“Thanks.” She slips her arms into the holes, but her shivering intensifies. “It’s so warm-mm.”
“Let’s get you inside.”
She nods, some of the humor leaving her eyes, and she starts past me. Her boots are filled with water and every step makes a terrible sloshing sound. I can only imagine how cold her toes are.
“Fire sounds go-ood right about n-now.”
“I bet.” I shouldn’t be mad, but I am. There’s so much going on in my head. It’s hard, almost impossible, to latch onto a singular train of thought.
But my chest is tight, gripped with anxiety. And my mind won’t shut-up with the what-ifs.
What the hell is she doing out here, barely dressed, standing so close to the lake? I'm not that surprised, honestly. She's always been a force of nature, coming and going as she pleases. Filling the world with laughter and the sweetest smiles.
We’re halfway up the incline when her boots hit an icy patch and she slides backward with a yelp. I put out my hands to hold her up and grab two perfect round globes covered in sopping velvet.
“Up. Now.” I push her the rest of the way until we’re standing next to the tree.
My fingers are cold. So are my ears and my nose. I crouch in front of her and unzip one of her boots and then the other. “Kick them off, okay?”
“What?”
I rise to my full height and she cranes her neck, arms wrapped around her waist as she shivers, staring up at me with pinched brows and a dropped jaw. Fuck, it’s cold out here.

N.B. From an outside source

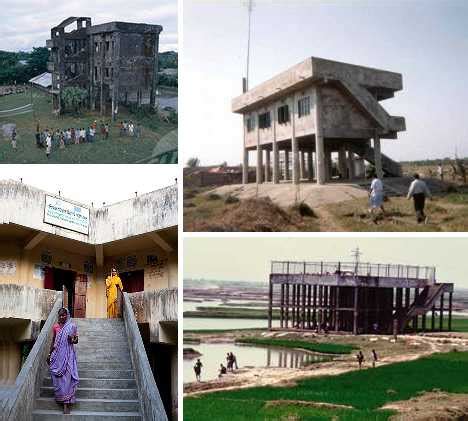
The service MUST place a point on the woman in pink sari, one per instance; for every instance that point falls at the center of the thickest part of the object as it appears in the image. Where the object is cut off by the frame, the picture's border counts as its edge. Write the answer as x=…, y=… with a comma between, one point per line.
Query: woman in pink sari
x=62, y=360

I scoop her up, high against my chest. “Kick them off.”
Biting her lip, she does as I ask and then I double time it back to the house. She wraps her arms around my shoulders and her icy fingers brush my neck.
Heaven help me.
Her gorgeous young body is wracked with shivers. It’s like holding a vibrating teddy bear. Except that she looks nothing like a teddy bear. And I’ve never felt this protective over a toy.
Which, as a geek who loved his Star Wars merch, is saying something.
After scrubbing my boots on the mat, I bend down and she reads my mind, immediately reaching for the doorknob. That shouldn’t be a turn on. It shouldn't make me think of a wedding night and carrying her over the threshold to our honeymoon.
It simply shouldn’t.
But it does.
She twists the knob and gives the door a little shove. I nudge it open with my boot, hustle through, then kick it shut before stalking down the hall to my suite. I have no idea which room she’s staying in and it’s second nature to push my way into the large bathroom.
“Here,” I say, setting her on the vanity. It can’t be any colder than the lake.
She’s slow to let go. Poor woman is half-frozen already.
“Let me turn on the shower and we’ll warm you up. Okay? Slowly,” I add.
She sends me a sour look and her hands drop to her lap.
Of course she knows how important it is to warm up slowly and not shock the system.
“I’m not five.”
And there it is. The reason I’m here and not at one of the most important meetings of my career.
“Trust me, honey, I know.”
I know thatalltoo well.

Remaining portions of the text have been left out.